January 31st, 2005 (12:04 am)

I made one of my infrequent visits to the cinema on Saturday night, to see The Aviator, Martin Scorsese's three-hour epic dramatizing (heavily) the career of Howard Hughes from the late 1920s until c.1950. Leonardo DiCaprio gives probably the best performance of his career as Hughes; no longer will there be Spielbergs trying to shoehorn him into roles for which he is too old, as in Catch Me If You Can. Unlike some of the press reviewers, I never thought the film lost pace. The aviation scenes, of which there are many, are spectacular, and there were a number of scenes where one can feel oneself up in the clouds with Hughes, or indeed crashing to the ground. There's a great supporting cast, including Brent Spiner from Star Trek - The Next Generation as Robert Gross, head of Lockheed Industries, and one of the many conventional businessmen roped into Hughes's schemes. Cate Blanchett gives a superb, indeed sexy, performance as Katherine Hepburn; and while I shared the impression of many British commentators that Kate Beckinsale, as Ava Gardner, is a weak link, this may be because Gardner doesn't have the same reputation for eccentricity that Hughes and Hepburn had, so there is no caricature in the popular imagination from which Beckinsale can draw.
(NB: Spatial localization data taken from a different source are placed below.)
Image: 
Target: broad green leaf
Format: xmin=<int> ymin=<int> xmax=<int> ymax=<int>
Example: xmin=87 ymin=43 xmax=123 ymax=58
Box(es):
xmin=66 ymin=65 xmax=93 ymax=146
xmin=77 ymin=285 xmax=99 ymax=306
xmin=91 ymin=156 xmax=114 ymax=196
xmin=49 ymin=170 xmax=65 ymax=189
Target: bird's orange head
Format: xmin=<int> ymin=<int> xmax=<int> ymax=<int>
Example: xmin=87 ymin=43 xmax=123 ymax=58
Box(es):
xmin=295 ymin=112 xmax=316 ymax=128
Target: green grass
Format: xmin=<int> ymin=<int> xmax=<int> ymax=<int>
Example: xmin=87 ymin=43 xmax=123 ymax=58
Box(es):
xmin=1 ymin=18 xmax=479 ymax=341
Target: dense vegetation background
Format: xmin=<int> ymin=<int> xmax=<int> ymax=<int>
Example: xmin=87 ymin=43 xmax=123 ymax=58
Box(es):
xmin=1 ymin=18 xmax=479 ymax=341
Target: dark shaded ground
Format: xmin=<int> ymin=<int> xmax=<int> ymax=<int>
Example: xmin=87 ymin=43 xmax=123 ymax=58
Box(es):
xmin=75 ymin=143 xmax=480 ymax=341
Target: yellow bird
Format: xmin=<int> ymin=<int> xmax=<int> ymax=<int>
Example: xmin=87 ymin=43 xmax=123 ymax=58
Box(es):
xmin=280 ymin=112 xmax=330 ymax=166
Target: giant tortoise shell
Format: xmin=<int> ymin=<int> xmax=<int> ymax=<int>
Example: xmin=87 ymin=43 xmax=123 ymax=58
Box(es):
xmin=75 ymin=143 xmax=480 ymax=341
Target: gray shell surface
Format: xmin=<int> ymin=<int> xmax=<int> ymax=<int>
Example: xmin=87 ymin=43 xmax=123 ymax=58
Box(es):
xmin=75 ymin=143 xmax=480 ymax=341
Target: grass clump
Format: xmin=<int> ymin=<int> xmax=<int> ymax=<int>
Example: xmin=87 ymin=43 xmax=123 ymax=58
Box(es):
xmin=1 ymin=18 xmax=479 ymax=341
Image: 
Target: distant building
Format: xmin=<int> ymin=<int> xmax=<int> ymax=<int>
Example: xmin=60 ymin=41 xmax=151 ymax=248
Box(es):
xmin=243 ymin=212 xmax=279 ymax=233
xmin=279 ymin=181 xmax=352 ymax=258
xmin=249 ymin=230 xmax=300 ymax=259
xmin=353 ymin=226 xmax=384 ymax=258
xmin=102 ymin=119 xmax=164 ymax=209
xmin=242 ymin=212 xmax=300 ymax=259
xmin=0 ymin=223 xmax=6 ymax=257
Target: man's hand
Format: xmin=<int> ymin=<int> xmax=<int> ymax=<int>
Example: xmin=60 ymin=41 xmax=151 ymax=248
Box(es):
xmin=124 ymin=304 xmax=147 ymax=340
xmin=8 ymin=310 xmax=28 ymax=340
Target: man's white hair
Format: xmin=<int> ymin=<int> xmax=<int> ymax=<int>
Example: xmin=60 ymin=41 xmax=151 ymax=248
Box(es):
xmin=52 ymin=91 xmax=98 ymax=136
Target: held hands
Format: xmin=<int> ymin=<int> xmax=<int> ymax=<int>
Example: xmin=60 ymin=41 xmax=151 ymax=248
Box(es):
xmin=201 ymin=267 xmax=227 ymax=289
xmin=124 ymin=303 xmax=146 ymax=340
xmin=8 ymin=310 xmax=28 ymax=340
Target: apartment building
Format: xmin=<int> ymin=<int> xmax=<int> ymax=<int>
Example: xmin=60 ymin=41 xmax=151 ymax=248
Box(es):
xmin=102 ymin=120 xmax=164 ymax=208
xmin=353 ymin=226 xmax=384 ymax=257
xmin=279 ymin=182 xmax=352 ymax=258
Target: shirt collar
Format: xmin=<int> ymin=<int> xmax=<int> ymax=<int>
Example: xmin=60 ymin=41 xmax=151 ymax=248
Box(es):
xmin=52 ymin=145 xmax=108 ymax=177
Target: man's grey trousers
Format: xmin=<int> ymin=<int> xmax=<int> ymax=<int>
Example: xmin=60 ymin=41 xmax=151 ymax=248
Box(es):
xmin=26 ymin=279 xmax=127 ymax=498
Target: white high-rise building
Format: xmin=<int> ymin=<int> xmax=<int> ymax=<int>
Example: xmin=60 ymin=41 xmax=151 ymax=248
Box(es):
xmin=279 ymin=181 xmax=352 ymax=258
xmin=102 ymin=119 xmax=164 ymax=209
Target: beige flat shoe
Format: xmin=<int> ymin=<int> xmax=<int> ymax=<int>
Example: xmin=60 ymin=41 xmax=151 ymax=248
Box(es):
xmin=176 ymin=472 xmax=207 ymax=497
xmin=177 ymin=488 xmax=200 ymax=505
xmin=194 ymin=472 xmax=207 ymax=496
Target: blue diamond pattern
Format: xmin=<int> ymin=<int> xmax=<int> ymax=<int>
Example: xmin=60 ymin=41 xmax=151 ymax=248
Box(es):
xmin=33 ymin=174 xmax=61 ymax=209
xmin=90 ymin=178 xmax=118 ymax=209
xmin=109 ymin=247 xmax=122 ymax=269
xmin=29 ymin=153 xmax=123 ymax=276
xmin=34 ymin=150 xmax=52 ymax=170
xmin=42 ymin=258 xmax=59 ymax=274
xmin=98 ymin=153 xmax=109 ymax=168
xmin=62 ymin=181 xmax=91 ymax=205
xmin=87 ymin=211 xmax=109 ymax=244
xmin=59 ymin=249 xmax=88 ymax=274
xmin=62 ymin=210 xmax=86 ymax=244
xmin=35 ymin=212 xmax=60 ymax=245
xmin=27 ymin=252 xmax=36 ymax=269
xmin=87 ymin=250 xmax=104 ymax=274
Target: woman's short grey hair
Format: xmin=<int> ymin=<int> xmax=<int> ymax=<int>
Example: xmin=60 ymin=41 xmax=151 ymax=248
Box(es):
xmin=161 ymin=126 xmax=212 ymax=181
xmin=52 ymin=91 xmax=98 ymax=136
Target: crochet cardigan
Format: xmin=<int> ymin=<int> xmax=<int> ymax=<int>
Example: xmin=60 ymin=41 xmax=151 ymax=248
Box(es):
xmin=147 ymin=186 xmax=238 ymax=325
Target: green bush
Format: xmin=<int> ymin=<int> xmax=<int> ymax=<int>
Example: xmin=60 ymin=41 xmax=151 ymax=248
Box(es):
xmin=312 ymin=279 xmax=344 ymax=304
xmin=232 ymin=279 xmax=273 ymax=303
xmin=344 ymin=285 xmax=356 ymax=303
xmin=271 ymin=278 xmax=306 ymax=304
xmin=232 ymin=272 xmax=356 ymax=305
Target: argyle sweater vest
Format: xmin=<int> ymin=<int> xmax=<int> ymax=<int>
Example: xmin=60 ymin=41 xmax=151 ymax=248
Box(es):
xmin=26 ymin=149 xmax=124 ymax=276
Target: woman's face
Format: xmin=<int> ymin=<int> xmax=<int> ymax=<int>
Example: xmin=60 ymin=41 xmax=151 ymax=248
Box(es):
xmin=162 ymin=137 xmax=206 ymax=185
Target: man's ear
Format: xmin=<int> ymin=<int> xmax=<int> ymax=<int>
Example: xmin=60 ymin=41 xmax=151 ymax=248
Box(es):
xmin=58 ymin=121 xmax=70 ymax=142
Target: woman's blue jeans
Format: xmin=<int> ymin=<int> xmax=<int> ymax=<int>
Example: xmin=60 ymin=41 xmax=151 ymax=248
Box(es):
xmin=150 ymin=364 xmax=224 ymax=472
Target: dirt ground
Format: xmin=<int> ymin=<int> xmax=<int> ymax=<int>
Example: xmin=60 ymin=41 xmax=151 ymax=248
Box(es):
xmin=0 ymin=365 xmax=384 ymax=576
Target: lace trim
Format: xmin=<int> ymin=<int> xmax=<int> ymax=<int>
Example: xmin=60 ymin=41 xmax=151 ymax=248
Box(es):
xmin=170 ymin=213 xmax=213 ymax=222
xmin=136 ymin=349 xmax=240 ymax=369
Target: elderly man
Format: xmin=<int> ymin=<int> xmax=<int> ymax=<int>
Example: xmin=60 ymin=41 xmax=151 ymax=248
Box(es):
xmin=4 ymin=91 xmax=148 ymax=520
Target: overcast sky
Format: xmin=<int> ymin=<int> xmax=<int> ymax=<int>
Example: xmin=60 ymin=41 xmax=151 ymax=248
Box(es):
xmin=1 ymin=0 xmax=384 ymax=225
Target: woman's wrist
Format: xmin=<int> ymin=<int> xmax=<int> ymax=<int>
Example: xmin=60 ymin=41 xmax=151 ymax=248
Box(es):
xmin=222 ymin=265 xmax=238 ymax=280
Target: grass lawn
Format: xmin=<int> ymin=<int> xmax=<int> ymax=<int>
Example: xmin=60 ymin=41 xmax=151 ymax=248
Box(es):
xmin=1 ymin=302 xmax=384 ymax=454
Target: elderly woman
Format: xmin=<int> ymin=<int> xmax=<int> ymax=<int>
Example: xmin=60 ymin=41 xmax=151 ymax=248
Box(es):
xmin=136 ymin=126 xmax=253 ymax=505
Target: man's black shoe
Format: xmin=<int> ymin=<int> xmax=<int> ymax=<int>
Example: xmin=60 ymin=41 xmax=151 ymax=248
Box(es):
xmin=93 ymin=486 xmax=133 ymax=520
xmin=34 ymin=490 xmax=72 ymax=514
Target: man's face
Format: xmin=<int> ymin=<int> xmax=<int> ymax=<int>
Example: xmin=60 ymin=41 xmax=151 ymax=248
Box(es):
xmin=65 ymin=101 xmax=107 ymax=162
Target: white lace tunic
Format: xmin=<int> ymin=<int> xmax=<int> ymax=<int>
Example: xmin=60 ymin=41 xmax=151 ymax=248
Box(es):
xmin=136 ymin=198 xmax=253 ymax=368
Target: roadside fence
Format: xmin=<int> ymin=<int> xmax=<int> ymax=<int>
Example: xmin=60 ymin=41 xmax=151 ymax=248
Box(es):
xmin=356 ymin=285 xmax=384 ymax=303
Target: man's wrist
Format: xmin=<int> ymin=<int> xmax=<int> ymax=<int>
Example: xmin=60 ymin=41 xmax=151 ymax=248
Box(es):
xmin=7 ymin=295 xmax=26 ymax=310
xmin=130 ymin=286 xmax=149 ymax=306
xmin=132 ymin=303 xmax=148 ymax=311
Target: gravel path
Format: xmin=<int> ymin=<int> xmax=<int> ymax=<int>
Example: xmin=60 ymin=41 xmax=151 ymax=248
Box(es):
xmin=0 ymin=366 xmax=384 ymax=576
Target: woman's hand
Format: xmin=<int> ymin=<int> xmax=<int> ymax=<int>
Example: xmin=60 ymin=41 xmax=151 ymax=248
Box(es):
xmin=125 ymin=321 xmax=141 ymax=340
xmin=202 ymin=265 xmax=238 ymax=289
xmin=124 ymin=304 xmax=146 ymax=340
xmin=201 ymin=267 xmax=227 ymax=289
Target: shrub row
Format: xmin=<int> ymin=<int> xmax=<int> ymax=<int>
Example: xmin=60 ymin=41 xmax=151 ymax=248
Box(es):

Caricature is important, because this is a larger-than-life film, and it's less history than Hollywood myth. Hughes's womanizing is rendered charming rather than exploitative; his teenage girlfriend Faith Domergue appears later in the film but though she is seen being turned into a wreck by Hughes's treatment of her, the film is too sympathetic to Hughes for the audience to care. Nonetheless, it would be no surprise to me if The Aviator carries off a number of Academy Awards.